Using a calculator (or a command like ries -prad.ries 1 --eval-expression 1S) you can find out the sine of 1 radian, which is 0.841470984807897. Naturally, if you give ries this number, it will tell you:

ries -prad.ries 0.841470984807897 x = sin(1) for x = T - 4.44089e-16 {38}

We want to discover other ways to get the same value without using the sine function. To do this we simply tell ries that sin() is not allowed using the -NS option:

ries -prad.ries 0.841470984807897 -NS x/cos(1) = tan(1) for x = T - 4.44089e-16 {66}

So ries has told us that our number x (which we know to be the sine of 1) divided by the cosine of 1 is equal to the tangent of 1. This is our first identity: sin(x)/cos(x) = tan(x).

Let's find another one: exclude the tangent function too:

ries -prad.ries 0.841470984807897 -NST x^2-1 = -(cos(1)^2) for x = T - 4.44089e-16 {78}

Move things around a bit with a little algebra, and this tells us that sin(1)² + cos(1)² = 1, which generalizes into another identity: sin²x+cos²x=1. (The square of a trig function is usually written "sin²x" rather than "sin(x)²" or "(sin(x))²" because the latter is a bit cluttered and the other might be confused with "sin(x²)").

Enlightened Discovery

I wrote a simple routine to compute the Lanczos approximation for the Gamma function using the simplest set of Lanczos coefficients I could find. It gave me the following approximate values:

Gamma(0.5) ≅ 1.772453850902053
Gamma(1.0) ≅ 1.000000000000000
Gamma(1.5) ≅ 0.886226925452798
Gamma(2.0) ≅ 1.000000000000000
Gamma(2.5) ≅ 1.329340388179131
Gamma(3.0) ≅ 2.000000000000000
Gamma(3.5) ≅ 3.323350970447838
Gamma(4.0) ≅ 5.999999999999997
Gamma(4.5) ≅ 11.631728396567436
Gamma(5.0) ≅ 23.999999999999993
Gamma(5.5) ≅ 52.342777784553668
Gamma(6.0) ≅ 119.999999999999872
Gamma(6.5) ≅ 287.885277815044162
Gamma(7.0) ≅ 719.999999999998863

The crudeness of the Lanczos approximation can be seen in the integer arguments: Gamma(4.0) should be exactly 3! which is 6. Similar errors are seen in Gamma(5.0) and higher.

I already knew each of the following things about the Gamma function:

Gamma(x) is equal to the Factorial of x-1 (for any positive integer x),

Gamma(x+1) is equal to x times Gamma(x) (for all x),

Gamma(x+1/2) has an exact formula that uses π,

and I wanted to figure out the exact formula involving π, but just for fun, I wanted to do it without applying the induction formula Gamma(x+1) = x Gamma(x).

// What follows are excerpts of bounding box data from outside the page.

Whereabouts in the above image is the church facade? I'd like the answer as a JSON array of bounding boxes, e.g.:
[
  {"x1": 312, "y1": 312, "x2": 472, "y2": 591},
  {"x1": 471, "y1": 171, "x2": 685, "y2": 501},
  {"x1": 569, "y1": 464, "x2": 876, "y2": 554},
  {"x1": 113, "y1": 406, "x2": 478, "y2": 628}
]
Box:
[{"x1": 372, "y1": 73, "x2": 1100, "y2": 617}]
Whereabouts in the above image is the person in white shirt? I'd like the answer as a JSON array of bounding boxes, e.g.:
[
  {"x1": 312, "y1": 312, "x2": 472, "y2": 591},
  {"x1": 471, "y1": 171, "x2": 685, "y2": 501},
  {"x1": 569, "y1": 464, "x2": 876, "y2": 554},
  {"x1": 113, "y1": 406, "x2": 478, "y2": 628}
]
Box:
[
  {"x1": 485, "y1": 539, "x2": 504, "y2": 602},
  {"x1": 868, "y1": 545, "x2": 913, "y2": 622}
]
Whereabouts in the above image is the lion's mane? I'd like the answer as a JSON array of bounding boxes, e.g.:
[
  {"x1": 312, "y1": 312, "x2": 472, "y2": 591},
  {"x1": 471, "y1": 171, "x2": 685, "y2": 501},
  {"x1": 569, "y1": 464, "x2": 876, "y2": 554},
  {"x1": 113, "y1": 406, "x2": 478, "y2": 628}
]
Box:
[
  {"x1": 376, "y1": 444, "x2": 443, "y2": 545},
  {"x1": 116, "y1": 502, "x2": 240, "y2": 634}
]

Using ries to look at the half-integer arguments:

ries 1.772453850902053 x^2 = pi for x = T + 3.46301e-12 {38} ries 0.886226925452798 2 x = sqrt(pi) for x = T - 4.00791e-14 {55} ries 1.329340388179131 x/sqrt(pi) = 3/4 for x = T + 5.77316e-15 {79} ries 3.323350970447838 x/sqrt(pi) = 2-1/8 for x = T + 3.9968e-15 {87} ries 11.631728396567436 x/sqrt(pi)+1 = (3-1/4)^2 for x = T + 1.24345e-14 {109} ries -l3 52.342777784553668 x/(1-1/8^2) = 5*6 sqrt(pi) for x = T - 1.49214e-13 {136}

In some cases ries puts the √π on the left side, in other cases on the right. Everything else amounts to a simple ratio of integers: for example, "x/sqrt(pi) = 2-1/8" is x/√π = 15/8 or x = 15√π/8. Solving them all for x, getting the fractions into reduced form, and factoring the numerator of each fraction, we get:

Gamma(1/2) = √π
Gamma(3/2) = √π / 2
Gamma(5/2) = 3 √π / 4
Gamma(7/2) = 5×3 √π / 8
Gamma(9/2) = 7×5×3 √π / 16
Gamma(11/2) = 9×7×5×3 √π / 32

the pattern for Gamma(n+1/2) is then easy to see. The general formula is:

Gamma(n+1/2) = (2n-1)!! √π / 2ⁿ

using the Double factorial to get the products of odd numbers (Sloane's A001147).